The engine of affinity maturation is somatic hypermutation (SHM), a process that introduces point mutations into the variable region genes of immunoglobulin at an extraordinarily high rate — roughly one mutation per thousand base pairs per cell division, which is about a million times higher than the normal background mutation rate. This targeted mutagenesis is initiated by the enzyme activation-induced cytidine deaminase (AID), which converts cytosine residues to uracil in the DNA of actively transcribed immunoglobulin genes. The resulting U:G mismatches are then processed by error-prone repair pathways that introduce mutations at and around the original deamination site. AID is specifically recruited to immunoglobulin loci through features of their transcription, which is why SHM is targeted rather than genome-wide — a critical safety feature, since random mutagenesis across the genome would be catastrophic.
The mutations generated by SHM are random with respect to whether they improve or worsen antigen binding.

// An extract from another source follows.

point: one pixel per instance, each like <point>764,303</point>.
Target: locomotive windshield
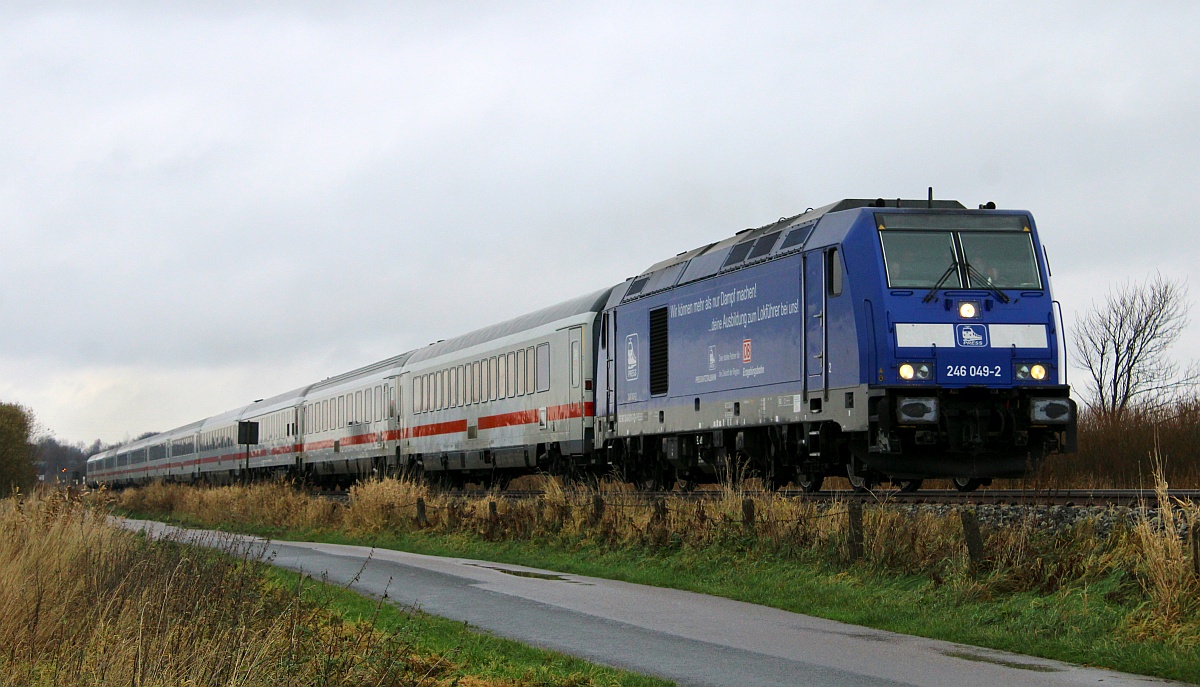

Most mutations are neutral or harmful — they may disrupt the folding of the variable domain or reduce affinity for the antigen. The key is what happens next: selection. In the germinal center, mutated B cells must compete for limited antigen displayed on the surface of follicular dendritic cells (FDCs). B cells whose mutated receptors bind antigen more tightly capture more antigen, process it, and present more peptide-MHC complexes to follicular helper T cells (Tfh). Tfh cells, in turn, provide survival signals — CD40L engagement and IL-21 — proportional to the amount of antigen presented. B cells with the highest affinity receptors receive the strongest survival signals and are selected to proliferate, while those with lower affinity die by apoptosis. This is essentially Darwinian evolution operating within a single organism over days rather than generations.
The result is dramatic. Over successive rounds of mutation and selection — B cells cycle between the dark zone (where they proliferate and mutate) and the light zone (where they are selected) — average antibody affinity increases by 10- to 100-fold. This is why a secondary immune response is not just faster but qualitatively better: memory B cells generated from germinal centers carry high-affinity, somatically mutated receptors that can neutralize pathogens far more effectively than the naive B cells that initiated the first response. Affinity maturation also explains why repeated vaccination boosts antibody quality, not just quantity — each exposure drives additional rounds of selection for ever-higher affinity variants.